DITALAK KARENA FITNAH IPAR & MERTUA
Part 3
"Berarti kamu bersedia untuk tidak jadi pergi, kan Atika?" tanyanya lagi, masih terdengar lembut.
"Tergantung," ujarku santai saja, sambil menutup reslting tas, menoleh pun tidak kepadanya.
"Asal kamu jangan pergi meninggalkan Yoga, dan berjanji untuk tidak menceritakan tentang penyakitnya kepada orang lain, ibu akan ikuti," ucapnya, wajahnya menoleh sesaat kepadaku yang masih berdiri di depannya.

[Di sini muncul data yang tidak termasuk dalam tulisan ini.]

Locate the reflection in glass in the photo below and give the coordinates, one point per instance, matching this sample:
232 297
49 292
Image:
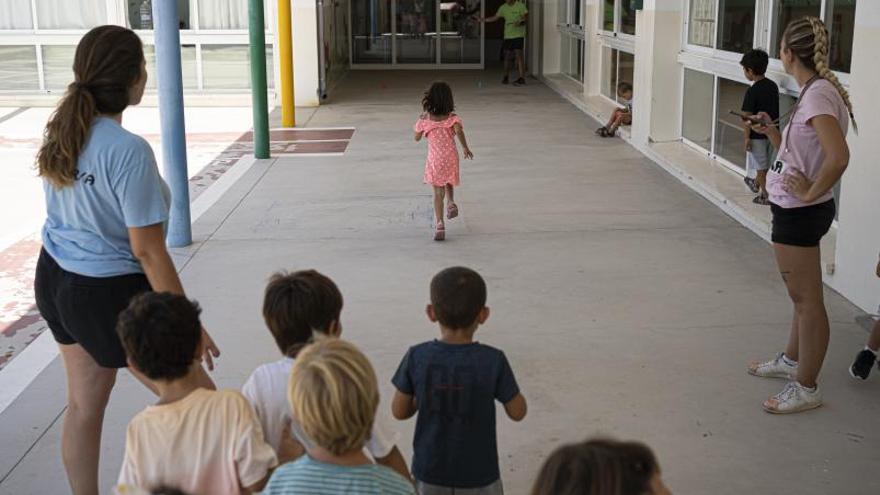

Beberapa saat kemudian, nenek sihir yang satunya lagi ikut masuk ke dalam kamar. Henny, mahluk si pemakan segala. Tubuhnya terlihat bulat, tidak pernah dipakai untuk bergerak dan bekerja keras, karena dia pikir mungkin karena ada aku. Babu gratisnya.
Gerak tubuh Henny pun terlihat canggung, senyum di wajahnya mirip persis dengan ibu mertuaku, terlihat menyeramkan. Karena penuh kesandiwaraan dan kepura-puraan. Melakukannya karena sebuah keterpaksaan, bukan karena ketulusan yang berasal dari hati. Jadi senyumnya terasa hambar.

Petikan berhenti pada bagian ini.